Nasu-Hakola disease, also known as polycystic lipomembranous osteodysplasia with sclerosing leukoencephalopathy, is an autosomal recessive disorder caused by mutations in the DAP12 (TYROBP) or TREM2 genes. It is characterized by the combination of multiple bone cysts leading to pathological fractures and early-onset dementia due to white matter degeneration.
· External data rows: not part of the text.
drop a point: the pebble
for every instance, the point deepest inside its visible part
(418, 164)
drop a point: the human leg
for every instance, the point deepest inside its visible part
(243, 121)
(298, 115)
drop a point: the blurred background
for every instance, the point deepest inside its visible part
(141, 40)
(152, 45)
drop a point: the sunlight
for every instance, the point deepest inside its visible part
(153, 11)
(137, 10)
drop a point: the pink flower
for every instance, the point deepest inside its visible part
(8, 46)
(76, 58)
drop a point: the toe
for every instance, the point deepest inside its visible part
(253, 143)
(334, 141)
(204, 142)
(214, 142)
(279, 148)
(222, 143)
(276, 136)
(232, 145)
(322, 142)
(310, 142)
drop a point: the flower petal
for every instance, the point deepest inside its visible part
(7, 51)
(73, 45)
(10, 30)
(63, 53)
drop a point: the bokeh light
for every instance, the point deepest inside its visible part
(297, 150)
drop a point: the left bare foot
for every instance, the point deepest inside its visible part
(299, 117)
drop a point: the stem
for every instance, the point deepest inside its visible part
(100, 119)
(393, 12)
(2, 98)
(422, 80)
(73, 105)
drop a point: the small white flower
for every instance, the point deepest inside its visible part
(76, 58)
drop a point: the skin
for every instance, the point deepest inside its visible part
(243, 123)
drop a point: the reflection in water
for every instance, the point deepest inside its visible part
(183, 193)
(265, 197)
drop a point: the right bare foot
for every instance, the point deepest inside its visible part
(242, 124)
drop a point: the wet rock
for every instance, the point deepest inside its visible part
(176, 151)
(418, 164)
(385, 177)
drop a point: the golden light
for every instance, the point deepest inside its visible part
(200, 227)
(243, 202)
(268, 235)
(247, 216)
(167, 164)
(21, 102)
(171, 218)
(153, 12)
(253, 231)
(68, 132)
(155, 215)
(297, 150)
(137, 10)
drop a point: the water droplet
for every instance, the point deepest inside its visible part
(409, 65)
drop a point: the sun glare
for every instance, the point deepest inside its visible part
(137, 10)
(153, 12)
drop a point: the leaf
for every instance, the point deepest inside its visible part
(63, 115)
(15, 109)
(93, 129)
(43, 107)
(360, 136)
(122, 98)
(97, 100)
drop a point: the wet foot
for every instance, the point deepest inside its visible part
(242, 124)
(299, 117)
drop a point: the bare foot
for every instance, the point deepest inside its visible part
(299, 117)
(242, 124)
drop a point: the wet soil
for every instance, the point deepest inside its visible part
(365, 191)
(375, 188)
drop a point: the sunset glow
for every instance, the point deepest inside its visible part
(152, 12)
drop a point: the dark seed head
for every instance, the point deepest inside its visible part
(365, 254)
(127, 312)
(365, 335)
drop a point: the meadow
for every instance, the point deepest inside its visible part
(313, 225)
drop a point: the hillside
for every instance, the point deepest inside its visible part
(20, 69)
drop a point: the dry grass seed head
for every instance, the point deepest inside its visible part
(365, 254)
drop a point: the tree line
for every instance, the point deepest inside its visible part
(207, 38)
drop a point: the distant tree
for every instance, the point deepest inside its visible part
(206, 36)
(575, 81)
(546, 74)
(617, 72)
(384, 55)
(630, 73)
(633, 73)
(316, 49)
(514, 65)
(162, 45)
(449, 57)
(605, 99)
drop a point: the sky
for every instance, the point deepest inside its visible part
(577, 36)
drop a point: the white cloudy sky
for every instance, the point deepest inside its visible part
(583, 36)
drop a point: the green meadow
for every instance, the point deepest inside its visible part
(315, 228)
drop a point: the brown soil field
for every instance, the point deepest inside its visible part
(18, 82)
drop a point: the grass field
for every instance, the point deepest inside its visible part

The disease is more common in Japan and Finland.

Disease Progression

1. Asymptomatic phase (up to the 20s): No apparent symptoms.
2. Bone symptom phase (after the 20s): Multiple bone cysts, particularly in the long bones, leading to pathological fractures, often in the wrists and ankles.
3. Early neuropsychiatric symptom phase (after the 30s): Frontal lobe symptoms such as disinhibition, euphoria, personality changes, speech difficulties, and psychiatric symptoms, as well as seizures.
4. Late neuropsychiatric symptom phase (after the 40s): Progressive dementia, leading to immobility and, ultimately, death, often due to complications like aspiration pneumonia.

Radiographic features

Imaging studies reveal generalized cerebral atrophy, with ventriculomegaly and enlarged sulci, gradually progressing from adolescence to middle age. CT and T2WI on MRI show hyperattenuation and hypointensity in the basal ganglia, reflecting calcification. T2WI and FLAIR demonstrate diffuse hyperintensity in the white matter.

References

1. Paloneva Bm, J., et al. "CNS manifestations of Nasu–Hakola disease: a frontal dementia with bone cysts." Neurology 56.11 (2001): 1552-1558.